Kenny MacAskill said that Peter Murrell being married to the SNP leader “must” affect his judgement as CEO and called for him to go after a successor is found.

Allies of former SNP leader Alex Salmond also questioned Sturgeon’s election tactics, arguing that she offered no “cohesive” strategy or persuasive reasons to vote for the party.

In what was undoubtedly Sturgeon’s worst week as leader the SNP lost 21 of their 56 Westminster seats, a devastating result that has triggered a bout of soul-searching.

Party figures have said behind the scenes that part of the SNP’s problem is rooted in too much power being concentrated at the top of the organisation. When Sturgeon became leader in 2014 her husband Murrell was kept as the party’s chief executive.

MacAskill, who was Justice Secretary between 2007 and 2014, last week wrote that the First Minister has “centralised party control” and was at the forefront of the campaign, despite it being a Westminster election.

Asked by the Sunday Herald if he believes that the chief executive being married to the party leader is an issue, MacAskill said: “Yes. Even if subconscious it must affect his judgment. Trouble is no one can step in at [the] moment as he's never done a succession strategy. They need to recruit a deputy with the intention of replacing him in a year.”

MacAskill’s call for Murrell to be dumped will infuriate Sturgeon, but it chimes with the views of some party figures who would like greater accountability in the higher echelons.

According to an SNP annual report Murrell is “responsible for the day-to-day running of SNP activities and project”, but critics say a husband and wife team raises questions about checks and balances.

In 2014, the SNP hired the Glasgow Hydro so that around 12,000 people could listen to a speech by the new leader, a decision described by one insider as “promoting Nicola, not the party”.

Asked in the same year about fears she and Murrell would be an overbearing power couple if she became leader, Sturgeon said:

"I've been deputy leader for years while Peter's been chief executive for 10 years. That's not been an issue that's given rise to any concern internally.

"In the constitution of the SNP, the oversight of the administrative side of the party lies with the business convener, not with the leader. So I'm comfortable there are no issues that arise."

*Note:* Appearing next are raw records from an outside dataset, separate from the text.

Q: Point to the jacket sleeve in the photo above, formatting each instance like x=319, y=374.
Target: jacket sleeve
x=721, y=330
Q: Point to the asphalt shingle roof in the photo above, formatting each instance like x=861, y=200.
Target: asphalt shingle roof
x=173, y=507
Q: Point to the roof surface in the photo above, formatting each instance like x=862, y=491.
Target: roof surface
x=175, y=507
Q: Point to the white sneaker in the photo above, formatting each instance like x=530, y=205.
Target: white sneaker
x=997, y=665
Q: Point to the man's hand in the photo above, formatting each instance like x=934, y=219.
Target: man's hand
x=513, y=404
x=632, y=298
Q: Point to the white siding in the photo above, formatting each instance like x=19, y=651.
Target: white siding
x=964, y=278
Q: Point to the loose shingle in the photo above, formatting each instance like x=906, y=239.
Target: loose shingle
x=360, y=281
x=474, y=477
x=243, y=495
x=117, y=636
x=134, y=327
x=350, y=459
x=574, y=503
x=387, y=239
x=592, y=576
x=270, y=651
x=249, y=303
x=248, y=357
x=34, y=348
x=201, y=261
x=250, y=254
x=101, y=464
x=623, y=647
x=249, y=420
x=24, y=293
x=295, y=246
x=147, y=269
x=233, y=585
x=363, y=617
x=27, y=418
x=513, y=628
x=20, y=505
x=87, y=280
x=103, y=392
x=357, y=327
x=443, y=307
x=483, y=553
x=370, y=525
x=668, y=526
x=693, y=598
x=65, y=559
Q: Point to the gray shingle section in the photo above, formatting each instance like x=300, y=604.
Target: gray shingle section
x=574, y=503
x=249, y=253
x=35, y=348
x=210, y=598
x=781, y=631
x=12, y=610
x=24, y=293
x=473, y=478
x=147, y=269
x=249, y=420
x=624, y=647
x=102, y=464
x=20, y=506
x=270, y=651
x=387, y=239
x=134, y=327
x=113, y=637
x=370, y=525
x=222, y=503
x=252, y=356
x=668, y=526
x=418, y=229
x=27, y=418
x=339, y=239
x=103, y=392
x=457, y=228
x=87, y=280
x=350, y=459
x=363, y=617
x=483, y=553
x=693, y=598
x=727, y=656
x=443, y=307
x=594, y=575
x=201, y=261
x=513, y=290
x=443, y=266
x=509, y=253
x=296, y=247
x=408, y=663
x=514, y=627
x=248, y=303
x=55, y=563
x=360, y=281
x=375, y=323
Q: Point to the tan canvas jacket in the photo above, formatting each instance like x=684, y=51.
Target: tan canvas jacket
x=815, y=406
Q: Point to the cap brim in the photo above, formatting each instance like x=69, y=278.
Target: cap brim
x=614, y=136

Asked in a separate interview whether she would ever sack Murrell, she said: “If I thought it was merited.”

However, a senior party figure who is an ally of Salmond was critical of the party’s election campaign. “There was no cohesive strategy at all,” he said. “We did not give people a reason to vote for the SNP.”

A second insider, who is also a Salmond admirer, said Sturgeon would have to shelve a second independence referendum and focus on getting a positive Brexit deal for Scotland. He predicted that the SNP and Greens would fail to win a majority of Holyrood seats in 2021, thus killing off the prospect of another referendum.

Labour MSP James Kelly said: “It’s quite clear that Nicola Sturgeon’s woeful record in government cost the SNP seats in this election.

"And questions will rightly be asked within the SNP about the panicked campaign that Peter Murrell helped run, which culminated in the farcical attempt to tell voters to back the SNP to get Labour. It was confused, incompetent and desperate.”

A Scottish Tory spokesman said: "It is not surprising to hear dissent in the ranks of the SNP after such a terrible result on Friday. While the SNP lost 21 MPs and barely clung on to several others, the Scottish Conservatives recorded a huge increase in votes and won 13 seats.

"Rather than focusing on internal wrangling, however, the SNP would be better served taking the threat of a second referendum off the table and get back to governing Scotland."

The SNP did not respond to this newspaper's email.